Electronic Specifier is pleased to announce the release of its May issue, an edition addressing some of the most exciting developments currently facing the electronics and technology sectors.
Spanning artificial intelligence, semiconductor innovation, power electronics, the Internet of Things, and quantum computing, this issue brings together expert analysis, industry perspectives, and technical insight to inform professionals across the design and engineering community.
The issue opens with an editorial comment examining the UK’s strategic position within the global artificial intelligence landscape. As policymakers and industry leaders seek to establish coherent AI frameworks, this piece considers where British expertise and infrastructure can most effectively contribute – and what is at stake should the opportunity be insufficiently addressed.

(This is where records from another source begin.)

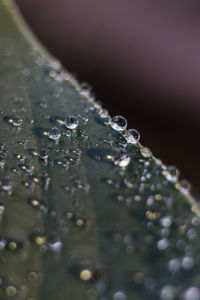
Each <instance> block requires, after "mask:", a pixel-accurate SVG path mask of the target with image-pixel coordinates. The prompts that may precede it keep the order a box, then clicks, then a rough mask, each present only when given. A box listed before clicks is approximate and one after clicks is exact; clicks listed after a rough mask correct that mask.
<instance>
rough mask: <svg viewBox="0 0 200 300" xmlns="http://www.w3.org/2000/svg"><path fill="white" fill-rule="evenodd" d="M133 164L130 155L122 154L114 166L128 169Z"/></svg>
mask: <svg viewBox="0 0 200 300" xmlns="http://www.w3.org/2000/svg"><path fill="white" fill-rule="evenodd" d="M130 162H131V158H130V156H129V155H128V154H122V155H121V156H120V157H119V158H117V159H116V160H115V161H114V164H115V165H117V166H119V167H121V168H123V167H127V166H128V165H129V164H130Z"/></svg>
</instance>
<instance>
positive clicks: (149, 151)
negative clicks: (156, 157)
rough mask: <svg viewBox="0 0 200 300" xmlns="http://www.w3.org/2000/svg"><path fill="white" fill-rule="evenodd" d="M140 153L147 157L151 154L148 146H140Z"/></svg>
mask: <svg viewBox="0 0 200 300" xmlns="http://www.w3.org/2000/svg"><path fill="white" fill-rule="evenodd" d="M140 153H141V154H142V156H144V157H145V158H149V157H151V156H152V153H151V150H150V149H149V148H146V147H144V148H141V149H140Z"/></svg>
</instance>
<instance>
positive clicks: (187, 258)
mask: <svg viewBox="0 0 200 300" xmlns="http://www.w3.org/2000/svg"><path fill="white" fill-rule="evenodd" d="M193 265H194V261H193V259H192V257H189V256H185V257H184V258H183V261H182V267H183V268H184V269H185V270H189V269H191V268H192V267H193Z"/></svg>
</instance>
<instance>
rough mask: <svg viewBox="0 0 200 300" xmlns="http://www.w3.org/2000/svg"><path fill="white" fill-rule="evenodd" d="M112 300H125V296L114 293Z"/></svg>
mask: <svg viewBox="0 0 200 300" xmlns="http://www.w3.org/2000/svg"><path fill="white" fill-rule="evenodd" d="M113 300H126V295H125V294H124V293H123V292H121V291H120V292H116V293H114V295H113Z"/></svg>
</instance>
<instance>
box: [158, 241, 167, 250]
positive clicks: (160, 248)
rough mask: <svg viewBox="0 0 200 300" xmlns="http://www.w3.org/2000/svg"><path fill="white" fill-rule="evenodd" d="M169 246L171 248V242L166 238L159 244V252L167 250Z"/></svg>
mask: <svg viewBox="0 0 200 300" xmlns="http://www.w3.org/2000/svg"><path fill="white" fill-rule="evenodd" d="M168 246H169V240H168V239H166V238H163V239H161V240H159V241H158V242H157V247H158V249H159V250H165V249H167V248H168Z"/></svg>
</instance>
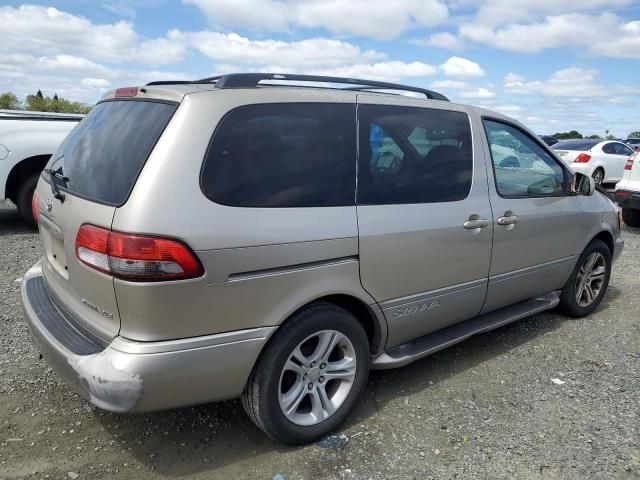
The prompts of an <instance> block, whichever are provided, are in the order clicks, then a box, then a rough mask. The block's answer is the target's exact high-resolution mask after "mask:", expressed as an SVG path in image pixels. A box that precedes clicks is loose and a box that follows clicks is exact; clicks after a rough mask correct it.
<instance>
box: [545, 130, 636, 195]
mask: <svg viewBox="0 0 640 480" xmlns="http://www.w3.org/2000/svg"><path fill="white" fill-rule="evenodd" d="M551 149H552V150H553V151H554V152H555V153H556V155H558V156H559V157H560V158H562V159H563V160H564V161H565V162H566V163H567V164H568V165H569V166H570V167H571V169H572V170H573V171H574V172H578V173H582V174H584V175H589V176H591V177H593V180H594V181H595V182H596V183H597V184H603V183H616V182H618V181H620V179H621V178H622V173H623V172H624V166H625V165H626V162H627V160H628V159H629V157H630V156H631V155H633V150H632V149H631V148H629V147H628V146H627V145H625V144H624V143H622V142H617V141H615V140H600V139H595V140H591V139H586V138H585V139H582V138H581V139H577V140H563V141H561V142H558V143H556V144H555V145H554V146H553V147H551Z"/></svg>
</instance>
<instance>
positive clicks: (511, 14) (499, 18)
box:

This is complemented by the STEM Spotlight column, which examines the role of artificial intelligence in supporting early-career professionals. Rather than framing AI as a displacement risk, the feature presents evidence that these technologies may serve to lower barriers to entry and extend access to advanced design capabilities – a perspective of considerable importance to the industry’s long-term talent pipeline.
The Women in Tech feature addresses the ongoing challenge of sustaining diversity within the electronics sector. As demand for skilled engineers intensifies, the article explores the structural and cultural factors that determine whether the profession remains accessible to underrepresented groups, and what organisations can do to effect meaningful change.
This issue offers substantive coverage across several core engineering disciplines. In the power electronics space, a dedicated feature reconsiders established approaches to high-voltage resistive division, presenting a case for rethinking assumptions that have long underpinned circuit design practice.
A Q&A with Adeia examines the thermal challenges that now represent one of the most pressing constraints in semiconductor development. The discussion covers both the technical dimensions of the problem and the approaches being developed to address them at scale.
The Obsolescence column, contributed by Rochester Electronics, turns its attention to the preservation of legacy systems – an area of growing strategic importance for industries in which long-established components remain integral to critical infrastructure and cannot simply be substituted with modern equivalents.
The May issue also dedicates considerable editorial space to the Internet of Things, presenting three distinct features that together offer a broad view of the sector’s current trajectory. The first addresses how wireless MCU modules can accelerate IoT deployment. The second examines the precision and security requirements underpinning next-generation smart entry systems. The third considers whether smart circuit breakers represent the next meaningful advance in connected building technology – and what technical and commercial conditions would need to be met for that transition to occur.
The Test and Measurement section presents an overview of current developments in the field, while a forward-looking feature on quantum computing explores its potential implications for future broadband network architecture – a relationship between disciplines that is beginning to attract serious attention from researchers and industry alike.